During supernova nucleosynthesis, the r-process creates very neutron-rich heavy isotopes, which decay after the event to the first stable isotope,
thereby creating the neutron-rich stable isotopes of all heavy
elements. This neutron capture process occurs in high neutron density
with high temperature conditions. In the r-process, any heavy nuclei are bombarded with a large neutron flux to form highly unstable neutron rich nuclei which very rapidly undergo beta decay to form more stable nuclei with higher atomic number and the same atomic mass. The neutron density is extremely high, about 1022-24 neutrons per cubic centimeter. First calculation of an evolving r-process, showing the evolution of calculated results with time, also suggested that the r-process abundances are a superposition of differing neutron fluences. Small fluence produces the first r-process abundance peak near atomic weight A = 130 but no actinides, whereas large fluence produces the actinides uranium and thorium but no longer contains the A = 130
abundance peak.

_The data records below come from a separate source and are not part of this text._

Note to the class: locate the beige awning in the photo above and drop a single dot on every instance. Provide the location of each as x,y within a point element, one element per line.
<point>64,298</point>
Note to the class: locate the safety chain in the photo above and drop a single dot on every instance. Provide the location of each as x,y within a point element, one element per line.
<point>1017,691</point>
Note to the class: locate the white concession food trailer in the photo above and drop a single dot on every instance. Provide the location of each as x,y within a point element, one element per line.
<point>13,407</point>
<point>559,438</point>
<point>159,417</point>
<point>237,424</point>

These processes occur in a fraction of a second to a
few seconds, depending on details. Hundreds of subsequent papers
published have utilized this time-dependent approach. The only modern
nearby supernova, 1987A, has not revealed r-process enrichments. Modern thinking is that the r-process
yield may be ejected from some supernovae but swallowed up in others as
part of the residual neutron star or black hole.

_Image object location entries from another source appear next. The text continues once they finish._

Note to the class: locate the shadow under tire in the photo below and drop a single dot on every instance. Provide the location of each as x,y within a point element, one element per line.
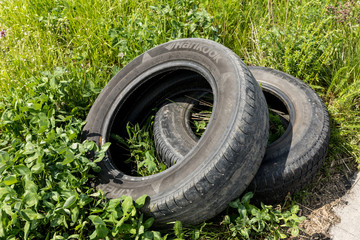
<point>290,162</point>
<point>223,162</point>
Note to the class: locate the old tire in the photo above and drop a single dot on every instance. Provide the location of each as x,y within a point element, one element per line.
<point>223,162</point>
<point>290,162</point>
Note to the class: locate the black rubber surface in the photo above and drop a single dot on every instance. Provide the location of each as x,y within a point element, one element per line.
<point>226,158</point>
<point>290,162</point>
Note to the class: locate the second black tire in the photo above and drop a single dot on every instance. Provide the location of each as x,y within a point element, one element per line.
<point>290,162</point>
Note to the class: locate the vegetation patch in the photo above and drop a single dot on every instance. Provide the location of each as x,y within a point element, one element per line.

Entirely new astronomical data about the r-process was discovered in 2017 when the LIGO and Virgo gravitational-wave observatories discovered a merger of two neutron stars that had previously been orbiting one another
That can happen when both massive stars in orbit with one another
become core-collapse supernovae, leaving neutron-star remnants. Everyone
could "hear" the replay of the increasing orbital frequency as the
orbit became smaller and faster owing to energy loss by gravitational
waves. The localization on the sky of the source of those gravitational
waves radiated by that orbital collapse and merger of the two neutron
stars, creating a black hole, but with significant spun off mass of
highly neutronized matter, enabled several teams to discover and study the remaining optical counterpart of the merger, finding spectroscopic evidence of r-process
material thrown off by the merging neutron stars. The bulk of this
material seems to consist of two types: hot blue masses of highly
radioactive r-process matter of lower-mass-range heavy nuclei (A < 140) and cooler red masses of higher mass-number r-process nuclei (A > 140)

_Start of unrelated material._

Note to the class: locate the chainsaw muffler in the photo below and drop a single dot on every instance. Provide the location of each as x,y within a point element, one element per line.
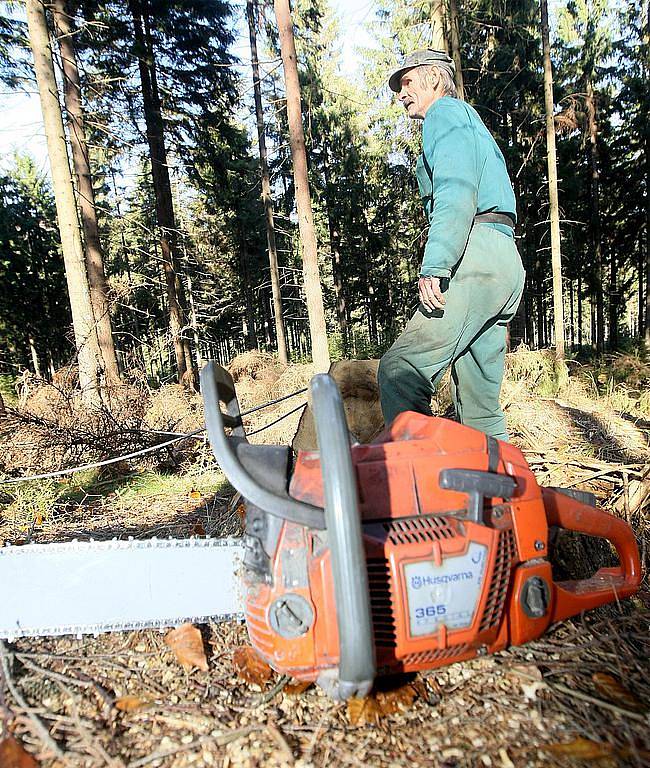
<point>426,547</point>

rich in lanthanides (such as uranium, thorium, californium etc.). When
released from the huge internal pressure of the neutron star, these
neutralized ejecta expand and radiate detected optical light for about a
week. Such duration of luminosity would not be possible without heating
by internal radioactive decay, which is provided by r-process nuclei near their waiting points. Two distinct mass regions (A < 140 and A > 140) for the r-process yields have been known since the first time dependent calculations of the r-process. Because of these spectroscopic features it has been argued that r-process nucleosynthesis in the Milky Way may have been primarily ejecta from neutron-star mergers rather than from supernovae. These results offer a new possibility for clarifying six decades of uncertainty over the site of origin of r-process nuclei. Confirming relevance of this discovery by gravitational-wave astronomy to the r-process is the radiogenic power from radioactive decay of r-process nuclei that maintains the visibility of these spun off r-process
fragments. Otherwise they would dim quickly. Unquestionably this
discovery raised support for such mergers being the main sources of the r-process nuclei rather than core-collapse supernovae; but that debate continues.